Open atulwy opened 9 years ago

atulwy commented 9 years ago

Original issue 1709 created by webyog on 2011-09-02T12:54:43.000Z:

Import external data and very large tables may exhaust memory or could be very slow due to swapping.

ODBC/ANSI SQL does not have a CHUNK control (similar to LIMIT in MySQL, TOP(n) in SQL server etc.). "SELECT {columns_list} FROM table (with no CHUNK control)" will require the 'building-up' result set to be stored somewhere. 'Somewhere' may be in memory in either server or client machine or it may be swapped. The swapping may happen to the swap-space managed transparently by the (server or client) OS or the server may have implemented its own swapping mechanism (what likely all significant database servers do - MySQL does for instance).

So what exactly happens in each case depends on the OS's involved, the functioning of the source database and the ODBC-driver as regards large result sets.

We have one report from Oracle (IB # 30474) where the import hangs or at least proceeds so slowly that it is practically (from user's point of view) being the same as a hang.

The problem is also reproduced when importing a large table (in case around 20 GB on a 4 GB machine) from MySQL. The import fails with the error "MySQL client ran out of memory" (http://dev.mysql.com/doc/refman/5.0/en/out-of-memory.html). So in this case obviously the 'building-up' result set is stored in memory client-side (and swaps to virtual memory). Default settings for virtual memory in Windows is 1.5*physical memory what in actual case sums up to 10 GB - too little for a 20 GB result set.

Adding a CHUNK control to the tool would basically require the steps 1) query "what kind of database is this?" 2) send SELECT querie(s) with what CHUNK control is supported by the actual source (and tables with no PK or autoincrement columns would pose another problem that maybe cannot be solved with all sources).

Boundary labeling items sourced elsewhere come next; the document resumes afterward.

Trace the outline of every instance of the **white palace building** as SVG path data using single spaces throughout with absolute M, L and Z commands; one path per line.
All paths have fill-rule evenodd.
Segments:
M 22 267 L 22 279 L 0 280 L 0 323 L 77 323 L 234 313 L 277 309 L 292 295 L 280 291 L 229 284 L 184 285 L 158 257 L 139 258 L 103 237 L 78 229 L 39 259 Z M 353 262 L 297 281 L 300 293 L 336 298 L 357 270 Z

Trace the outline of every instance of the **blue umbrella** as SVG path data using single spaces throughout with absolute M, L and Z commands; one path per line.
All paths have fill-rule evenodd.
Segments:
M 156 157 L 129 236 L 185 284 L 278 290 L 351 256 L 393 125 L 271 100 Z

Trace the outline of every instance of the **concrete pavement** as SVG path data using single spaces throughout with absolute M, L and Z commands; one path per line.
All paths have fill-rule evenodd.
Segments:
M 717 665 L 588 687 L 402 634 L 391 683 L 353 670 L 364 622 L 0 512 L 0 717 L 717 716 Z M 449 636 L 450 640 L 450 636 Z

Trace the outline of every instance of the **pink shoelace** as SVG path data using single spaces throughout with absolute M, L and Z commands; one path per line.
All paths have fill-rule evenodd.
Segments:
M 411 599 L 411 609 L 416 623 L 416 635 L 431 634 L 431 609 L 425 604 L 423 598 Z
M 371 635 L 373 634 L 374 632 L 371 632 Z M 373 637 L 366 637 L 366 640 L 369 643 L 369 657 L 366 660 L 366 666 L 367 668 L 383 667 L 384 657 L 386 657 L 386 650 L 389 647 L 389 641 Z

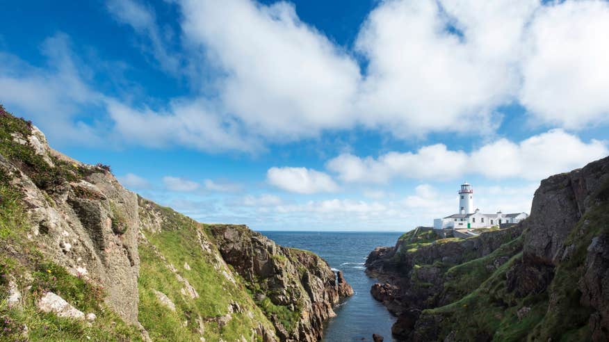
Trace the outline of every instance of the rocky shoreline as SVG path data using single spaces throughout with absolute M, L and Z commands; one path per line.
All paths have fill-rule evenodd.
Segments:
M 517 225 L 376 248 L 371 293 L 398 317 L 398 341 L 607 341 L 608 218 L 606 158 L 542 181 Z

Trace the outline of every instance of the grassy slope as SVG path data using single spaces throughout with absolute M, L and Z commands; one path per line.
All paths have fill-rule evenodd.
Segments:
M 609 184 L 606 184 L 597 195 L 606 197 L 608 193 Z M 521 252 L 494 271 L 485 267 L 501 254 L 509 255 L 521 248 L 522 237 L 519 237 L 492 254 L 450 268 L 448 273 L 453 280 L 445 283 L 445 286 L 464 295 L 448 305 L 425 310 L 422 319 L 440 316 L 443 320 L 439 336 L 454 332 L 455 336 L 465 340 L 475 340 L 481 335 L 501 341 L 590 340 L 587 320 L 590 309 L 579 303 L 581 293 L 578 281 L 585 271 L 587 247 L 593 237 L 609 234 L 608 222 L 607 202 L 580 220 L 565 242 L 565 245 L 574 245 L 575 249 L 571 257 L 556 268 L 546 291 L 519 298 L 507 291 L 506 272 L 522 257 Z M 553 306 L 549 310 L 550 295 Z M 517 311 L 523 307 L 530 307 L 530 311 L 519 319 Z
M 217 263 L 214 256 L 203 251 L 199 245 L 197 231 L 207 238 L 204 225 L 168 208 L 155 207 L 164 218 L 162 231 L 145 231 L 149 244 L 140 243 L 138 247 L 139 319 L 150 337 L 167 341 L 198 340 L 201 335 L 196 319 L 199 316 L 209 320 L 204 325 L 203 334 L 207 341 L 218 341 L 220 338 L 236 341 L 241 336 L 249 339 L 252 329 L 259 323 L 273 330 L 271 323 L 248 295 L 243 280 L 236 277 L 236 284 L 228 280 L 221 269 L 214 267 Z M 212 253 L 219 253 L 213 245 L 210 247 Z M 169 271 L 166 263 L 154 252 L 155 248 L 196 289 L 198 298 L 190 299 L 181 293 L 183 283 Z M 185 263 L 190 270 L 184 268 Z M 175 304 L 176 311 L 160 305 L 154 290 L 165 293 Z M 228 314 L 232 302 L 238 304 L 243 311 L 232 314 L 232 319 L 221 327 L 213 318 Z M 184 322 L 188 325 L 186 328 L 182 327 Z
M 27 145 L 13 141 L 12 133 L 27 136 L 30 125 L 0 106 L 0 154 L 20 165 L 42 189 L 50 189 L 58 179 L 76 179 L 82 172 L 72 165 L 58 163 L 51 169 Z M 20 341 L 27 326 L 33 341 L 137 341 L 139 332 L 127 325 L 103 304 L 104 291 L 69 274 L 38 251 L 26 237 L 27 215 L 22 193 L 10 182 L 7 170 L 0 168 L 0 331 L 2 339 Z M 50 198 L 50 196 L 49 196 Z M 9 282 L 14 281 L 23 295 L 20 307 L 9 308 L 6 298 Z M 31 288 L 25 288 L 31 285 Z M 46 291 L 53 291 L 85 313 L 97 316 L 89 326 L 84 322 L 43 314 L 35 303 Z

There is no decision on this. We cannot/will not handle all obscure ODBC-soruces, but at least Oracle and SQL server could be investigated and considered. We could also decide that we will not prioritize this (cost/benefit) as with recent systems the table will have to be very large (and situation is improving as hardware evolves) and user may raise his virtual memory setting. User will also have other options (using CSV as an intermediate file format that is next imported with LOAD DATA is obvious).

atulwy commented 9 years ago

Comment #1 originally posted by webyog on 2011-10-13T20:57:04.000Z:

.. and since SQLyog is a 32 bit application and 2G/3G memory limit will/may(?) apply in cases where the result set is 'piled up' client side. It depends on whether the memory used is owned by the ODBC driver or SQLyog/SJA.

atulwy commented 9 years ago

Comment #2 originally posted by webyog on 2013-09-18T11:14:28.000Z:

atulwy commented 9 years ago

Comment #3 originally posted by webyog on 2014-02-27T11:31:40.000Z:

atulwy commented 9 years ago

Comment #4 originally posted by webyog on 2014-02-27T11:37:15.000Z:

Another workaround for user is to use a WHERE clause in the import job - effectively 'splitting up' the job into more jobs executed sequentially (from a batch file for instance).

peterwy commented 8 years ago

Ticket 145413043/138899/ is similar but not the same.

Here user requests separate transactions for each BULK INSERT as MySQL rolls back the transaction when the pending transaction size has reached what the server/InnoDB can handle.